Evolutionary Game Theory Applied to Culture?

http://plato.stanford.edu/entries/game-evolutionary/

In this article, found at the Stanford Encyclopedia of Philosophy, the topics of evolutionary game theory are discussed. In addition to the Hawk-Dove game that we learned about in class, they use a model with the prisoner’s dilemma. This game is pat of a dynamic model of how the population can evolve over time. Depending on the values of the payoff matrix, the only stable equilibrium can be either for everyone to defect or, on the other hand, for everyone to cooperate. There are also combinations that result in chaotic or undulating systems which never reach one particular equilibrium.

What is especially interesting about this entry of the encyclopedia is how it approaches the notion of evolutionary game theory and social sciences. In particular, the meaning of adaptation in culture is questioned. One major problem arises from the fact that game theory was designed to apply to economic situations with in which rationality can be easily defined as economic utility. Evolutionary game theory, however, attempts to apply this same framework to a qualitatively different situation, namely the selection of irrational actors whose success is based on some loosely defined payoff.
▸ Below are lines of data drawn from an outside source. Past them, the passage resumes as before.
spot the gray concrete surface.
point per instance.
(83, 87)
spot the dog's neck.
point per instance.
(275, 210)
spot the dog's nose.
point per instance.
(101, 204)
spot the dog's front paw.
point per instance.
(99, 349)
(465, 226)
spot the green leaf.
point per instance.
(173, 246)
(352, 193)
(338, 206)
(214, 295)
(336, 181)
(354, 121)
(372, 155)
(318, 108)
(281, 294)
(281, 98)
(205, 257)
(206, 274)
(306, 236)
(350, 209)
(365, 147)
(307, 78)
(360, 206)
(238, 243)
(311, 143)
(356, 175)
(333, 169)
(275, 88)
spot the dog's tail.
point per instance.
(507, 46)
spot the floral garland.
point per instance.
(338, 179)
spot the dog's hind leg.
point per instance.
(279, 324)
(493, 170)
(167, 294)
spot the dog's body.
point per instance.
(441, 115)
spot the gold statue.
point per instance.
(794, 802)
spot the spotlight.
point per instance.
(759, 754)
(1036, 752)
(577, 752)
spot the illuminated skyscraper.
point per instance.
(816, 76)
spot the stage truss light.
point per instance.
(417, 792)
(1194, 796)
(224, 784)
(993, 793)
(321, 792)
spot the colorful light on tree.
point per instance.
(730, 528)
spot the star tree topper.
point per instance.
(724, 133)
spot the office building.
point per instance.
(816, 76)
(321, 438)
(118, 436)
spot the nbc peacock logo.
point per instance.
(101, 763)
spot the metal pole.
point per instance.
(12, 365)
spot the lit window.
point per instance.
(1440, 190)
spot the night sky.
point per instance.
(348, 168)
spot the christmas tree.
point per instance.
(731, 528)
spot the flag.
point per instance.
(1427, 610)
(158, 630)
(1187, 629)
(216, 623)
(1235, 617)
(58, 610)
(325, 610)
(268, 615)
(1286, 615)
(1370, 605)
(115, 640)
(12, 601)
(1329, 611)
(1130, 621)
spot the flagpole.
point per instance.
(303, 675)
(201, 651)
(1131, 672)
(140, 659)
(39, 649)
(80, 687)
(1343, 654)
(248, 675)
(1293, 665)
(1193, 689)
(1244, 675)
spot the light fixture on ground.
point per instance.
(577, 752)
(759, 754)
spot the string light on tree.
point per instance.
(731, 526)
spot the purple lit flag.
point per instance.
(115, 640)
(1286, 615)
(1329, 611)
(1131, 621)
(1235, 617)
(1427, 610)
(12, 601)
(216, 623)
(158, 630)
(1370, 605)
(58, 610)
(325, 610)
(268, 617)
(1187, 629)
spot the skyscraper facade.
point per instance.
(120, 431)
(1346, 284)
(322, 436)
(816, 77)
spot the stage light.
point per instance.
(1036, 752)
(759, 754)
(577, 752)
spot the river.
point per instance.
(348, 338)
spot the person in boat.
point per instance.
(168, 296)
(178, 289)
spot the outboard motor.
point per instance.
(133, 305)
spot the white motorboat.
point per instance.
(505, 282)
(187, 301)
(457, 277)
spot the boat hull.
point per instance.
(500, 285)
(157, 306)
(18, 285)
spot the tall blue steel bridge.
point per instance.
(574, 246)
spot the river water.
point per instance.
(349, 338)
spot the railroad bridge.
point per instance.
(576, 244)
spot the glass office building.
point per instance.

Although some results reached by the study evolutionary game theory are compelling, this does not mean that they are necessarily true. For instance, recall the Schelling model of segregation, in which only a slight preference for homphily was required to lead to clusters of individuals of different characteristics. In this case, we learned that a posteriori reasoning can sometimes be misleading; that sometimes slight individual preferences can lead to unexpected, unintended, or even undesirable macroscopic effects. Another thing that should be taken into account when thinking about evolutionary game theory when applied to human culture can be distilled from the notion of information cascades. An information cascade implies that we, as humans, are influenced by the decisions that we see others make, at least to some extent; network externalities, specifically the impact on one by one’s friends, are also important here. To define a notion of advantageous in this environment would be very difficult, without first determining a primacy to either autonomy or group behavior. This disjunction between evolutionary game theory as a way of modeling the expansion, growth, and death of species, and its applications to human culture are a product of broken assumptions. Only a drastic generalization of evolutionary game theory can overcome this theoretical hurdle, if this theory is to ever explain, or merely to describe, culture.